2010 Sol Stetin Award for Labor History
Dorothy Sue Cobble
Professor of Labor Studies, History, and Women’s and Gender Studies, Rutgers, The State University of New Jersey
Dorothy Sue Cobble received her Ph.D. in American History from Stanford University in 1986. She studies the changing nature of work, social movements, and social policy in the U.S. and globally. Her books include the award-winning Dishing It Out: Waitresses and Their Unions in the Twentieth Century (Illinois, 1991); Women and Unions: Forging a Partnership (Cornell, 1993); The Other Women’s Movement: Workplace Justice and Social Rights in Modern America (Princeton, 2004) which won the 2005 Philip Taft Book Prize for the best book in American labor history in 2004 among other awards; and The Sex of Class: Women Transforming American Labor (Cornell, 2007).
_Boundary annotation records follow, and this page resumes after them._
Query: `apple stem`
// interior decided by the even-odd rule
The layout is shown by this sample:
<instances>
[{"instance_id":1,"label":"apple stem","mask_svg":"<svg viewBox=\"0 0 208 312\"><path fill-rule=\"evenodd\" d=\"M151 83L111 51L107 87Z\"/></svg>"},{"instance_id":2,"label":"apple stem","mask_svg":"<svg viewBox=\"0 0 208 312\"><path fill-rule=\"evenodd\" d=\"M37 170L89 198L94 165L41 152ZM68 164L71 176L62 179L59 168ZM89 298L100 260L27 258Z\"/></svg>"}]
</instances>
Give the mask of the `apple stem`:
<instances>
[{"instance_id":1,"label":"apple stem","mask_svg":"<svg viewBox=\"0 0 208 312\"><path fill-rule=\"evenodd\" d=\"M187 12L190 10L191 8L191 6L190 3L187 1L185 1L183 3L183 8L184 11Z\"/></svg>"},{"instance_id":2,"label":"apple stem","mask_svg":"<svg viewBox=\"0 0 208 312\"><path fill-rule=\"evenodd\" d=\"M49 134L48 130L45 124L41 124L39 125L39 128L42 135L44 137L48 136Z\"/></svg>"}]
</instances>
Her essays have appeared in numerous anthologies, journals, and other publications including a recent featured article, “It’s time for New Deal feminism,” in the Washington Post (13 December 2009). Her research has been funded by the Charles Warren Center for the Study of American History at Harvard University, the Woodrow Wilson Center for International Scholars, the National Endowment for the Humanities, the American Council of Learned Societies, the U. S. Department of Labor, and other sources. Next year, as a Visiting Scholar at the Russell Sage Foundation, she will be finishing a historical study of US labor’s traditions of egalitarian liberalism and internationalism in the twentieth century. She is also working on a biography of labor feminist and consumer activist Esther Peterson. She is a senior editor of the International Labor and Working-Class History journal.